Turkey's ban on Twitter is nearly two weeks old now, but it looks like it could be coming to an end very, very soon.
In a unanimously ruling, Turkey’s Constitutional Court declared that blocking Twitter is a violation of individuals’ freedom of speech, according to a report out of the Daily Hürriyet on Wednesday.
Specifically, they said it was a violation of right that are guaranteed by Article 26 of the Constitution, which states that "Everyone has the right to express and disseminate his thoughts and opinion by speech, in writing or in pictures or through other media, individually or collectively."
The Twitter ban came down on March 20th, just hours after Prime Minister Tayyip Erdogan mocked the service, and then said that he would "wipe out" the social network after he was accused of corruption on the service.
The official reason the government gace for the move, though, involved them accusing Twitter of refusing to remove certain links from its site, which have been deemed illegal by the country's courts.
With the ruling, authorities must immediately unblock Twitter in Turkey, Metin Feyzioğlu, the president of Turkey's Bar Associations (TBB), told the Daily Hürriyet.
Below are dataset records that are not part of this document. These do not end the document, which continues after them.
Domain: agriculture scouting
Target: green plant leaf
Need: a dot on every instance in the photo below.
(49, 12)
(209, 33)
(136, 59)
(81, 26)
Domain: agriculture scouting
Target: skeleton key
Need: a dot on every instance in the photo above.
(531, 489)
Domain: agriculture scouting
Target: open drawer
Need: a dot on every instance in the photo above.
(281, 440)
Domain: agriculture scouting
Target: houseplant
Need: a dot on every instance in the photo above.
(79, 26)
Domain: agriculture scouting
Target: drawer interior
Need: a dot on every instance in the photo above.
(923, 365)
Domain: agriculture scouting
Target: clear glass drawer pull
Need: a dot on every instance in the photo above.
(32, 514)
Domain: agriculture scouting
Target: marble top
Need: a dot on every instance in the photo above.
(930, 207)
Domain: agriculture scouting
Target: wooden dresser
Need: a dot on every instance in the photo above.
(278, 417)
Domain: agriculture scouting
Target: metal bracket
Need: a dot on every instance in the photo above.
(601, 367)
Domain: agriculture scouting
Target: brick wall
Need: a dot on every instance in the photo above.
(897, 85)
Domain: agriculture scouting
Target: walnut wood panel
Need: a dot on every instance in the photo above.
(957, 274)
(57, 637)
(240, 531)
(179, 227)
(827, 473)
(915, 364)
And if they do not, he already planning on taking action.
"If they don't abide by the ruling, we will file a criminal complaint against the TİB by attaching the ruling of the Constitutional Court," he said.
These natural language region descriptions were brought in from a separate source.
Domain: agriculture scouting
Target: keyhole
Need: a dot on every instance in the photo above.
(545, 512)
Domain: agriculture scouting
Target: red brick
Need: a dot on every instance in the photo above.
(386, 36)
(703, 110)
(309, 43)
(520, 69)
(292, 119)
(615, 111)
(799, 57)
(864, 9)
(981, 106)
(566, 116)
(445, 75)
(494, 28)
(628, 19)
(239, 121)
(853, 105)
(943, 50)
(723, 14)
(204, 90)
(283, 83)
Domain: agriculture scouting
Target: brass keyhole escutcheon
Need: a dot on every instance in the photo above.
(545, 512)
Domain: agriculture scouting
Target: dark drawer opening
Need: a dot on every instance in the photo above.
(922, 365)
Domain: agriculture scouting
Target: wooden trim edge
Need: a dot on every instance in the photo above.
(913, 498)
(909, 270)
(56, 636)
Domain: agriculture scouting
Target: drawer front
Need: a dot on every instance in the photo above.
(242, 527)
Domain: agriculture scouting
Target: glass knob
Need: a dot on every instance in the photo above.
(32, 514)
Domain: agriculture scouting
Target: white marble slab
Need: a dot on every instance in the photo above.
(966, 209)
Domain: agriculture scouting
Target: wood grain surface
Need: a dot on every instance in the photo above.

Twitter responded to the court's decision in a tweet, in which it expressed hope that the service would soon be turned back on:
We welcome this Constitutional Court ruling, and hope to have Twitter access restored in Turkey soon. http://t.co/MfynTaB1tk— Policy (@policy) April 2, 2014
There is no word on whether or not the court will take the same position on the Turkish government's banning of YouTube, which occurred a week later.
How badly will these actions hurt Turkey?
Turkey is far from the first government to try to take down social media once it became unfavorable to them. Twitter has been officially banned in China since 2009, and it suffered crackdowns in countries like Iran and Egypt, while they were having their revolutions in 2009 and 2010, respectively.
The question is, though, how much will affect venture capital firms that are looking to invest there, as well as companies that are looking to expand?
According to Neal Hansch, Managing Director of the MEST Incubator, it does put a spotlight on the risks that are involved in putting money into an unpredictable, and possibly unstable, country.
"I think this move generally highlights the inherent, incremental risks in doing business in countries where there’s macro uncertainty around government policies that can be repressive or at the least, erratic and difficult to predict," he told me.
"This risk is similar to those territories where corporate, employment or intellectual property laws less transparent or well defined or where currencies are more tightly controlled and ultimate liquidity (being able to get money back out of the country) could be jeopardized."
Ultimately, though, he does not seem to think that it have too much of an effect on investors because, frankly, they already knew that there could be potential problems.
"It will though dampen investor interest in the region, though I suspect not noticeably from prior levels. Investors already recognize the risk and have adjusted their interest levels (or valuations) accordingly."
The real risk, he said, is in a place like Russia, as it is a country that was thought to be more stable, but has recently been hit with sanctions, and is risking potential war with both the Ukraine and NATO.
"VCs are theoretically experts at judging risks (market, team, product, pricing, etc.), but assessing and dealing with macro geopolitical risks are generally outside our day-to-day power alleys," he said.
"Finding world class teams, attacking or defining huge new markets and proving their ability to execute is a challenging enough business, that adding in these type of overarching, geopolitical risks is usually beyond our appetite. We invest in what we know and can get comfortable with."